We explored how the robustness R depends on the depth of the potential r1. As shown in Fig 6, when r1 increases, the storage capacity of the network in the absence of noise decreases. However, the robustness R becomes larger, indicating a trade-off between storage capacity and robustness as potential wells become deeper. From a biological perspective, each minimum of the potential can correspond to a cluster of receptors [15]. The parameter r1 may be related to the rate at which these clusters form. The timescale τ = 1/2r1 provides synapses with the analog depth to retain the history information of neuronal activity. Our results indicate that the balance between the memory storage capacity and the robustness of stored information would lead to an optimal r1.

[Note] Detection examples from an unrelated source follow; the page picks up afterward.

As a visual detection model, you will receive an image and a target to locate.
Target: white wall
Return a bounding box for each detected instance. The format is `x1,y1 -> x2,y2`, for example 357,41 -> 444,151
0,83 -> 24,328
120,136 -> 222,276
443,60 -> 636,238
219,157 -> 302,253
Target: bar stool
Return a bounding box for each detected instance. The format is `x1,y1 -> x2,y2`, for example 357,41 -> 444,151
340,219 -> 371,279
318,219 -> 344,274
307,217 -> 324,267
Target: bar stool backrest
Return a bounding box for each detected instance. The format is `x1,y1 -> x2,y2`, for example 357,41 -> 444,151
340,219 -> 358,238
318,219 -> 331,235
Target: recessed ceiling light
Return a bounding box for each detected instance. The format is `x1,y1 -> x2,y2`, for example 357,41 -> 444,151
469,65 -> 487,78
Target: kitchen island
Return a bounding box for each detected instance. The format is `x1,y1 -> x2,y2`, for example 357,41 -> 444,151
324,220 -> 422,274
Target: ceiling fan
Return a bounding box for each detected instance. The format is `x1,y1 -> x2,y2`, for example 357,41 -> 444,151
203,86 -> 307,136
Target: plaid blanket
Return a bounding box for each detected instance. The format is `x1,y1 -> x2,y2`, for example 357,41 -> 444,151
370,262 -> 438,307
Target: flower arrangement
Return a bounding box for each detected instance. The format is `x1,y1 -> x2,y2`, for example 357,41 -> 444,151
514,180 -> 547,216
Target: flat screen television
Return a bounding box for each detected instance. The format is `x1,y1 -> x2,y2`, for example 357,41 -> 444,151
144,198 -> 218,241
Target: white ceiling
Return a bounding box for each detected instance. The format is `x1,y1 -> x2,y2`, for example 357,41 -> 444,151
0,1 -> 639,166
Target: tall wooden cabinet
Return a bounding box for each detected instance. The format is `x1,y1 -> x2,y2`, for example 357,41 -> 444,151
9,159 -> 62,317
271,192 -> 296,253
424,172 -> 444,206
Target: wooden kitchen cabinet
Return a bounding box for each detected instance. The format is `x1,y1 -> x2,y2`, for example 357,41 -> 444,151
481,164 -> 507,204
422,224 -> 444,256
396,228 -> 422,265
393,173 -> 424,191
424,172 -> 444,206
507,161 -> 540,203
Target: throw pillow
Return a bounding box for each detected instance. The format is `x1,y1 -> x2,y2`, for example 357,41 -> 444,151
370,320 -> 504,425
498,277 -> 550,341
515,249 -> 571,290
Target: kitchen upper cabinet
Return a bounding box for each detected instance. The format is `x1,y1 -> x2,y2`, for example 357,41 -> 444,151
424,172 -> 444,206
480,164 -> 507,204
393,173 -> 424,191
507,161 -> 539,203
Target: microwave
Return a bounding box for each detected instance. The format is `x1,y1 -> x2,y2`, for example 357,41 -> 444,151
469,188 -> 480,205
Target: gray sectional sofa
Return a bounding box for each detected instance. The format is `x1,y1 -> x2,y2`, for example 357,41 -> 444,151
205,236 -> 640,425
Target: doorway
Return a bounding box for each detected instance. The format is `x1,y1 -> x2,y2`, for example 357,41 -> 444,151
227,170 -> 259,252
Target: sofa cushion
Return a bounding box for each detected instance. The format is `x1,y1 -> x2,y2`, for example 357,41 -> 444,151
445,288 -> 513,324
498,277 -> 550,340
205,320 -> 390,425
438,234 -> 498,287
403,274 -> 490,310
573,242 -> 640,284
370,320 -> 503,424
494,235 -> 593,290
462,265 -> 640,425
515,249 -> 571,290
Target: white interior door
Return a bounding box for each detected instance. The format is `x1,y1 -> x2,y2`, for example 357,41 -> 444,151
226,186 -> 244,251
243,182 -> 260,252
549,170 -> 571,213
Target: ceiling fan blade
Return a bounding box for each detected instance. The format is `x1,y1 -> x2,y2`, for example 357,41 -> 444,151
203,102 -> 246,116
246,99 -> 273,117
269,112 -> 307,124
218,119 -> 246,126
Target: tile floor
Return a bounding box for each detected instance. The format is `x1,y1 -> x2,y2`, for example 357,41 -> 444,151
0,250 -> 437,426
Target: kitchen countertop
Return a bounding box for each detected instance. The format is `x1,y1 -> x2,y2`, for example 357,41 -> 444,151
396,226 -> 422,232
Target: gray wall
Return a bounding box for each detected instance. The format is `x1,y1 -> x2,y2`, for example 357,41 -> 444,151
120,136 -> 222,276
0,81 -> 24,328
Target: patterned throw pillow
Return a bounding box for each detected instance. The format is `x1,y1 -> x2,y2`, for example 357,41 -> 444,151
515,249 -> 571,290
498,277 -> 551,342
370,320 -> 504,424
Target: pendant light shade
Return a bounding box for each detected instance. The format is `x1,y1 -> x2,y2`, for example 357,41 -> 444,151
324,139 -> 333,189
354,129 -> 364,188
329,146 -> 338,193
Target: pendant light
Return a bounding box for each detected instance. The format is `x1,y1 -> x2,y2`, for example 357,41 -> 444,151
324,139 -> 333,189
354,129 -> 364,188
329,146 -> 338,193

3.4 Learning dynamics in the sparse coding limit

We next turn to a more biologically realistic scenario in which neurons are described by 0,1 variables, and the probability that a neuron is active in a given pattern, f, is f ≪ 0.5. We study the storage capacity of the network with double well synapses with the learning rules described in Eqs (6) and (7) in the sparse coding limit f ∼ ln N/N [41]. In this limit, it was shown that networks with binary synapses and online learning have a storage capacity that is comparable to the optimal capacity, unlike with other scalings of f with N where the capacity is sub-optimal [20, 4143]. We first focus on the noiseless case (r3 = 0). For each value of r1, we optimize the storage capacity by adjusting the neuronal threshold θ and the potential width C. The relationship between the storage capacity p and the network size N is shown in Fig 7 for different choices of the learning rule and different potential depths r1.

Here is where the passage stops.